É fácil encontrar quem grite “Nunca Mais”. A frase ecoa bem em cerimónias oficiais, em discursos de Estado e em textos que se pretendem moralmente elevados. Mas, na maioria das vezes, “Nunca Mais” não significa compromisso preventivo. Significa apenas que algo já aconteceu, perante a inação ou cumplicidade de quem podia agir, e que a consciência coletiva precisa agora de uma fórmula para tentar expiar a culpa.

Em Gaza, a fome só pôde ser chamada “fome” depois de preencher os requisitos semânticos impostos pela comunidade internacional. Até lá, apesar das crianças subnutridas e das mortes já visíveis, falava-se em “insegurança alimentar severa”. O horror real teve de esperar pela chancela burocrática para ser reconhecido. É um paradoxo cruel: a catástrofe só passa a existir oficialmente quando já matou o suficiente para ser inegável.

No Sudão do Sul, em 2017, a fome foi declarada e a ajuda chegou, de forma precária, bloqueada muitas vezes pela própria guerra. Houve manchetes, apelos, fundos de emergência. Mas rapidamente a crise desapareceu das notícias e, com o silêncio mediático, também o estatuto de “fome” deixou de se aplicar. O sofrimento, esse, manteve-se — apenas sem nome nem atenção. Hoje, quase ninguém evoca aquele desastre, nem se ouve a frase ritual “Nunca Mais”.

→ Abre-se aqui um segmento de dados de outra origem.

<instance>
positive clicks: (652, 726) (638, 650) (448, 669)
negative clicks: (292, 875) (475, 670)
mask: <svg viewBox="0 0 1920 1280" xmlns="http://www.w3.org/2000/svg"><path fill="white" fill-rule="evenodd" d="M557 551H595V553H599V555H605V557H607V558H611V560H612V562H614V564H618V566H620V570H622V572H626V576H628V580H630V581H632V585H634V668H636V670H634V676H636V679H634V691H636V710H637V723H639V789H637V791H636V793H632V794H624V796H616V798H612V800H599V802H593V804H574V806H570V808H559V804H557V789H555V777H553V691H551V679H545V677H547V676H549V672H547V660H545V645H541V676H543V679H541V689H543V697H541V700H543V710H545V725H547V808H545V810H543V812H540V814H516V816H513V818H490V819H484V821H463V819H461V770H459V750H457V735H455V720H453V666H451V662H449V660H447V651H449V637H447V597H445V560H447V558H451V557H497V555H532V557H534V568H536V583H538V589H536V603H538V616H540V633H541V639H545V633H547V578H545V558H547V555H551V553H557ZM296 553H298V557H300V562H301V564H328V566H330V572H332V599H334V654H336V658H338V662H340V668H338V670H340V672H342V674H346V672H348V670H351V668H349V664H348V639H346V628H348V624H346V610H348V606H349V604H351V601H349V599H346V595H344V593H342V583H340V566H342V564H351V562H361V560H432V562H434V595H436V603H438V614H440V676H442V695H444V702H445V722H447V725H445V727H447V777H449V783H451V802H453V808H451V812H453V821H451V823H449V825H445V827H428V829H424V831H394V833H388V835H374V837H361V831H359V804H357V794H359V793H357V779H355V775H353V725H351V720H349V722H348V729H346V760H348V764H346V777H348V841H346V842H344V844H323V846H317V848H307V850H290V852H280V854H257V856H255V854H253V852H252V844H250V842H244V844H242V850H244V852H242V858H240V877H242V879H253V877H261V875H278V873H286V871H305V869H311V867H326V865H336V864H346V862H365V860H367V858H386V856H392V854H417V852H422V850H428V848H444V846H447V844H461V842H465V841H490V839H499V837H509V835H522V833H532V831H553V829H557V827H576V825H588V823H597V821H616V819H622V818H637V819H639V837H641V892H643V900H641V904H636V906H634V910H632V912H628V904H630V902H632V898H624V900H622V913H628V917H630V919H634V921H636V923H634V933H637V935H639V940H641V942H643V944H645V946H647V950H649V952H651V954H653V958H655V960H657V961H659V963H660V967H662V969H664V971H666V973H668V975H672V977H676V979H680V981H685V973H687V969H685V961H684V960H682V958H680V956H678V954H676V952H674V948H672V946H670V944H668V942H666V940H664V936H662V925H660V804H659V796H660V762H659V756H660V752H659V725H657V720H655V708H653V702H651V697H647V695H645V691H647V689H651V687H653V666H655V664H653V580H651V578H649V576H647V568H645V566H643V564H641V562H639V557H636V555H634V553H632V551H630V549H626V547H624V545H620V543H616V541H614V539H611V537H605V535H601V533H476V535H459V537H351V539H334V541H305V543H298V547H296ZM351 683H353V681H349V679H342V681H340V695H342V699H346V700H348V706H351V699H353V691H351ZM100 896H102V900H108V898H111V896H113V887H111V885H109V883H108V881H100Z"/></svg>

O contraste entre Gaza e o Sudão revela a contradição essencial: o “Nunca Mais” não é universal. É seletivo, circunstancial e politizado. Surge quando as imagens são demasiado fortes para serem ignoradas, ou quando convém a certas narrativas internacionais. E desaparece quando a indignação deixa de “vender” notícias.

Assim, a frase perde o seu valor original. “Nunca Mais” deixa de ser promessa e transforma-se em epitáfio. É uma forma solene de dizer: “Agora é tarde demais”.